CH: How do you want to grow as a bartender?
DM: Continuing to learn. One of the most amazing things to me about Patterson House is how much I’ve learned. Not only from mentors and fellow bartenders, but also on my own with spirits. I’ve been in charge of bitters at Patterson House for a year now. People are impatient. People don’t want to slow down. Bitters are the perfect example. Take ingredients—fresh herb, citrus, quinine—and put them into a high proof spirit and watching what happens. I’m also going back to things I thought I knew and relearning

I really want to try to bring the bartending and restaurant community together in Nashville. I want to be a part of that. I want to be involved in a community of people who want to push the envelope and really make things happen. I want to bring the everyday person, who doesn’t know about what we’re doing and the passion we have—sharing with them what we enjoy.

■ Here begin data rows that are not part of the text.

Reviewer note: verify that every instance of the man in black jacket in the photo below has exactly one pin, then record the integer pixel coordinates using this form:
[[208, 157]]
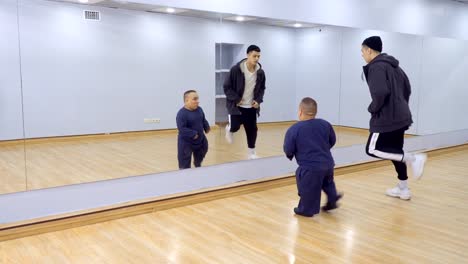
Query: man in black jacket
[[244, 89], [390, 114]]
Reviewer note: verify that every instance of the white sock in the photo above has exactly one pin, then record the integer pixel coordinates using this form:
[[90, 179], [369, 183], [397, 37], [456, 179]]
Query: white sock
[[403, 184], [408, 157]]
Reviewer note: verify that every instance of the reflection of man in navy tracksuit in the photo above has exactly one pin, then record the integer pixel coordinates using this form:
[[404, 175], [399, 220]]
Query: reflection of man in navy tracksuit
[[310, 141], [192, 125]]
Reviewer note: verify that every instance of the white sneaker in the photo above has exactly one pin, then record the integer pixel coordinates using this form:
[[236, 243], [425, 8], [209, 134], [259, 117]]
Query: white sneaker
[[403, 194], [252, 156], [229, 134], [418, 165]]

CH: What’s something you thought you knew how to do that you’re currently working to improve?
DM: I thought I knew how to bartend—the way that I carry myself as I bartend and talk to people. It’s not that I didn’t know, but you have to own that. You learn. You see someone else. So many people think they can’t learn something from people who are younger than them. You can take something from each person behind the bar. The way that I talk to people and teach people has changes. The way I move and create cocktails in general. When I first got behind the bar at 360 and then here at Patterson House, I wanted to create something original and show how much I know. Now I know everything is a riff on something else. Everything is created with inspiration from another dish or cocktail. You get to a point when you create a cocktail or even a dish, if it has seven ingredients, you take one away and make it less complicated for everyone. I would say that I have a simpler approach to everything I do.

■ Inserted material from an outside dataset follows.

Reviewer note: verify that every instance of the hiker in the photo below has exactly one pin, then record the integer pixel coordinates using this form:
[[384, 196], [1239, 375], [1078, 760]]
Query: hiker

CH: What cocktail(s) are you most proud of?
DM: It’s humbling to have anyone love something that you do when it comes to food and drinks. The fact that anyone would stand outside the curtain at Patterson House to drink a cocktail is amazing to me. It’s one of the reasons I first got into it. When I cooked for family and friends, and they would smile and laugh. That makes me happy.

There are two cocktails I’m most proud of. The first is Hungarian Like the Wolf. It’s a Zwack cocktail and my first cocktail that got on the menu at Patterson House. It’s based on Zwack, tequila, and Pimm’s. The reason I created it was that James Hensley found bottle of Zwack and realized it hadn’t been used in so long. He made a cocktail Zwack, but I decided that I wanted to use it as major ingredient. I put the cocktail on Kindred Cocktails and people found it online.

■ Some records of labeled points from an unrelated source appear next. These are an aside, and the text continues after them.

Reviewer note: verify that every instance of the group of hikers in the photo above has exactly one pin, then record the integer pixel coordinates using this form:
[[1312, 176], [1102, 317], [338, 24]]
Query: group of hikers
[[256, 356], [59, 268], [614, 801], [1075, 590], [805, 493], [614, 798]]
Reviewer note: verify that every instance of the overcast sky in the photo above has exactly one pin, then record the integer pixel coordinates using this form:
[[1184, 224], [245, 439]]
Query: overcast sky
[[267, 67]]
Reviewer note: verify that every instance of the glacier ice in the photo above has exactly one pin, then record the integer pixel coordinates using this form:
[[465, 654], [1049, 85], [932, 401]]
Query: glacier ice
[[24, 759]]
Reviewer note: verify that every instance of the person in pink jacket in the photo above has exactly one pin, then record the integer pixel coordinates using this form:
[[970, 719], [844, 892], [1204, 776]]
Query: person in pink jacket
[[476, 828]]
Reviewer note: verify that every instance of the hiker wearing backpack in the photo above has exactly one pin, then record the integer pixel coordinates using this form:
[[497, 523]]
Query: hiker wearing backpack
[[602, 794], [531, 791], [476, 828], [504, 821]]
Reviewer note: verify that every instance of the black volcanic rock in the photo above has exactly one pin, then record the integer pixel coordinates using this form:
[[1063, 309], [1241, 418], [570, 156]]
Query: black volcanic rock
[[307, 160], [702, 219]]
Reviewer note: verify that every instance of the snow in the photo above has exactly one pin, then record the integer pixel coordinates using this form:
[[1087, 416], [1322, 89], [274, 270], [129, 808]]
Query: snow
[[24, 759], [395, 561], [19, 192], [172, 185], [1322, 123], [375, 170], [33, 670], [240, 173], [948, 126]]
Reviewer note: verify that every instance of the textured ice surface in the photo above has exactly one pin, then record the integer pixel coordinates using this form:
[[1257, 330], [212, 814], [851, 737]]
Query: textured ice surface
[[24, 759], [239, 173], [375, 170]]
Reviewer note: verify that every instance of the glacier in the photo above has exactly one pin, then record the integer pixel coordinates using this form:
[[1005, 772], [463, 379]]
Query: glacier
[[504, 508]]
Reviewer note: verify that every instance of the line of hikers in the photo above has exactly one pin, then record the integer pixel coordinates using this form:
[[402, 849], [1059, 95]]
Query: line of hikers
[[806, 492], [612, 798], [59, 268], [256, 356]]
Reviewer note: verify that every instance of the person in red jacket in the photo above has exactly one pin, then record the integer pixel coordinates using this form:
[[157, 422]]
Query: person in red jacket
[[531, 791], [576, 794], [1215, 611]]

The second cocktail is The Golden Suit because it has brought so much attention to me and the Nelson brothers. It’s amazing to me, what one little cocktail can do. I don’t know if you know Carrington Fox. She’s a food writer and blogger in Nashville. She’s part of the Nelson family. When she read about The Golden Suit, she came into the bar and cried. It’s such a sad story, but look what at what a family can do. Look at a silly little cocktail. In day to day life, it can reach someone’s heart. To make someone be happy and cry humbles me.